Charles McGuinness, December 2014
Screenshot

Introduction to the Application

I designed the application with several goals in mind:

Accept a sequence of words taken from english language text and predict the most likely next word
Allow the user to test the predictive model with several phrases
Help the user keep score of the tests
Add an element of fun and whimsy to the process

Using the Application

The application keeps score in a “hangman” like game. To use it, you enter a phrase into the input box and then press the “Predict Next Word” button. After a brief calculation, the program will display the predicted word. The user then compares the word predicted by the program with word from their test case. If they match, the user presses the “Yes” button, if not, the “No” button. A “Let's Start over” button is available to reset the counts if needed.

As the tests progress, the program keeps score and updates a drawing of a “hangman” character. After five tests (the definition of a round), the program either celebrates its success or laments its failure.

Model Generation

The prediction algorithm runs on a pre-computed set of n-grams. The final model's n-grams are derived from all 5- and lower n-grams produced by parsing the entire corpora.

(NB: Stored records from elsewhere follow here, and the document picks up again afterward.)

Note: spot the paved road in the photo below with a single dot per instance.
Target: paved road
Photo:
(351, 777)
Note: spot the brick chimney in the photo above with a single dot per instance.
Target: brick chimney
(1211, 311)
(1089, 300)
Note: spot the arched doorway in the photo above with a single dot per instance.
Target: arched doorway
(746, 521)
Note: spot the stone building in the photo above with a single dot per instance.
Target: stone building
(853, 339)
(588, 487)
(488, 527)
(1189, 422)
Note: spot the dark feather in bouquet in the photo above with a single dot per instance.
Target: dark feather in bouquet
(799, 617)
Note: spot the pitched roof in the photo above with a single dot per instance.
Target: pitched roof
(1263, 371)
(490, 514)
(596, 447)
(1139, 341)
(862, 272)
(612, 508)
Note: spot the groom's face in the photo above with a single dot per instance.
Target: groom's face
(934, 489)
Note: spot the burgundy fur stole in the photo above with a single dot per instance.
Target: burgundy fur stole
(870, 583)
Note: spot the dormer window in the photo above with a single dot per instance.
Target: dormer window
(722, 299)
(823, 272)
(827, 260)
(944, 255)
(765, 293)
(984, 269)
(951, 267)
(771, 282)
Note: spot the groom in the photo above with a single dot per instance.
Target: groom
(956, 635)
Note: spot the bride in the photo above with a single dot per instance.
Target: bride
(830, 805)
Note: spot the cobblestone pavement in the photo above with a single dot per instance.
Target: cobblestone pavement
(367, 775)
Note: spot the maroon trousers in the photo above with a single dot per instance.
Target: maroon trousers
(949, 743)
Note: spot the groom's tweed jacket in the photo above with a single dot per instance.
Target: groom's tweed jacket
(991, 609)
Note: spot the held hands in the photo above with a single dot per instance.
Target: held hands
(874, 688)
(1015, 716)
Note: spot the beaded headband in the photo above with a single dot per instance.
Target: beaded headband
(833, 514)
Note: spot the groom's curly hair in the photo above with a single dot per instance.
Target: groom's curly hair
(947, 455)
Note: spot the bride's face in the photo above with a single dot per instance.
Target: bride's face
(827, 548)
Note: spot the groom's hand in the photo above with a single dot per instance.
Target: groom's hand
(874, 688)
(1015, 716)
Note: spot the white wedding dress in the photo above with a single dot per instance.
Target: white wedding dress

The initial, very large list of n-grams is pruned in three steps:

All n-grams that occur twice or less were removed.
All n-grams with the same “predictor” (all but the last word) are compared, and only the most frequent retained. For example, if “the young man” occured 5 times and “the young dog” 2 times, I kept the n-gram ending in “man”.
If a longer n-gram was redundant, because a shorter n-gram would predict the same thing, the longer one was removed.

Prediction Generation

At run time, a phrase is entered into the user interface and fed to the prediction algorithm, which breaks the phrase into individual words and follows these steps:

Look for the longest exact match possible. If one is found, that is used as the prediction.
Begin replacing words in the input phrase with wildcards, starting with the last word, to find a match. The algorithm tries one word at a time, then two, up to all but one word, in hopes of finding a match.
If all else fails (there is no match possible with any permutation of the words), the program returns “The”, the most common word in english usage.